Outstanding January 1, 2016       6,300,000       $0.0033 to $0.03     $ 0.14  
Granted       19,337,409       0.03       0.0300  
Forfeited/cancelled       (6,000,000 )     0.15       0.1500  
Exercised                    
Outstanding December 31, 2016       19,637,409       $0.0033 to $0.03       0.0300  
Granted       2,366,666       0.03       0.0300  
Forfeited/cancelled                    
Exercised                    
Outstanding June 30, 2017       22,004,075       $0.033 to $0.03     $ 0.0300  

 

The following table summarizes information about warrants outstanding at June 30, 2017:

 

      Warrants outstanding     Warrants exercisable  
Exercise price     No. of shares     Weighted
average
remaining
years
    Weighted
average
exercise price
    No. of shares     Weighted
average
exercise price
 
                                           
$0.0033       300,000       *               300,000          
$0.03       21,704,075       2.69               21,704,075          
                                           
        22,004,075       2.69     $ 0.03       22,004,075     $ 0.03  

 

  * In terms of an agreement entered into with an investor relations company, 300,000 warrants were to be issued as part of the Investor Relations Agreement.
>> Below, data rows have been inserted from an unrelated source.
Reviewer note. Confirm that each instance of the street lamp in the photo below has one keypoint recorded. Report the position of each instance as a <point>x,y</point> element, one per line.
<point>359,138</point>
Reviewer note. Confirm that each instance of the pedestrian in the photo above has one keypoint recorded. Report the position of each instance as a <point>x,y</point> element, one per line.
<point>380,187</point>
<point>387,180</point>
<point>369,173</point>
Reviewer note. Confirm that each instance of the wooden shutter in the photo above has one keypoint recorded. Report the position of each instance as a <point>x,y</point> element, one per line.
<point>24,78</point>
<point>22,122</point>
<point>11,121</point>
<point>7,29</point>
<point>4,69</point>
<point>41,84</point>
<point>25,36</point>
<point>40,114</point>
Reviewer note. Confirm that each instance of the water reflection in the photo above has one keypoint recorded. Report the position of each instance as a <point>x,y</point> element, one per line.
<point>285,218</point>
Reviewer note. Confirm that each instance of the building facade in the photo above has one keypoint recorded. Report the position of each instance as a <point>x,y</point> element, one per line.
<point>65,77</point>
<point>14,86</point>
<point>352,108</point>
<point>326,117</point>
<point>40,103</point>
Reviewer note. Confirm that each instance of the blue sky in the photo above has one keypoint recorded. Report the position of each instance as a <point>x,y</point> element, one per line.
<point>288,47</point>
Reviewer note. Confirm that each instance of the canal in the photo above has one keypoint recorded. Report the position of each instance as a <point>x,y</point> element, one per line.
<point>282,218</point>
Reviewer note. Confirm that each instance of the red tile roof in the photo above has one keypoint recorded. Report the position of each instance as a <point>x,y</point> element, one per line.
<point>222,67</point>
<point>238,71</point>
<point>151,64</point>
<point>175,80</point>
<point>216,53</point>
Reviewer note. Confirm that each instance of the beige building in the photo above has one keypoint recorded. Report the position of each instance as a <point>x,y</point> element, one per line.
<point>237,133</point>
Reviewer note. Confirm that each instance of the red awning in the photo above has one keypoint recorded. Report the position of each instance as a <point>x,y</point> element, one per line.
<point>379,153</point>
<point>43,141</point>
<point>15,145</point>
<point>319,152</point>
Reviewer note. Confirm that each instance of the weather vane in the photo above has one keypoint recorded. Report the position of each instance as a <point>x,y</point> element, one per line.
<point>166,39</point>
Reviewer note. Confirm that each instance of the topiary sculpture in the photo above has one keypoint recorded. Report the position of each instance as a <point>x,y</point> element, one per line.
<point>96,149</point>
These warrants have not been issued as yet, therefore the warrant terms are uncertain.

 

All of the warrants outstanding as of June 30, 2017 are vested. The warrants outstanding as of June 30, 2017 have an intrinsic value of $668,123.

 

  c) Stock options

 

Our board of directors adopted the GreeneStone Healthcare Corporation 2013 Stock Option Plan (the “Plan”) to promote our long- term growth and profitability by (i) providing our key directors, officers and employees with incentives to improve stockholder value and contribute to our growth and financial success and (ii) enable us to attract, retain and reward the best available persons for positions of substantial responsibility. A total of 10,000,000 shares of our common stock have been reserved for issuance upon exercise of options granted pursuant to the Plan. The Plan allows us to grant options to our employees, officers and directors and those of our subsidiaries; provided that only our employees and those of our subsidiaries may receive incentive stock options under the Plan. We have granted a total of 480,000 options as of June 30, 2017 under the Plan.

 

No options were issued, exercised or cancelled for the period under review.

 

The following table summarizes information about options outstanding as of June 30, 2017.

 

      Options outstanding     Options exercisable  
Exercise price       No. of shares     Weighted
average
remaining
years
    Weighted
average
exercise price
    No. of shares     Weighted
average
exercise price
 
                                           
$0.12       480,000       2.34               480,000          
                                           
        480,000       2.34     $ 0.12       480,000     $ 0.12  

 

As of June 30, 2017, there was no unrecognized compensation costs related to these options and the intrinsic value of the options is $0.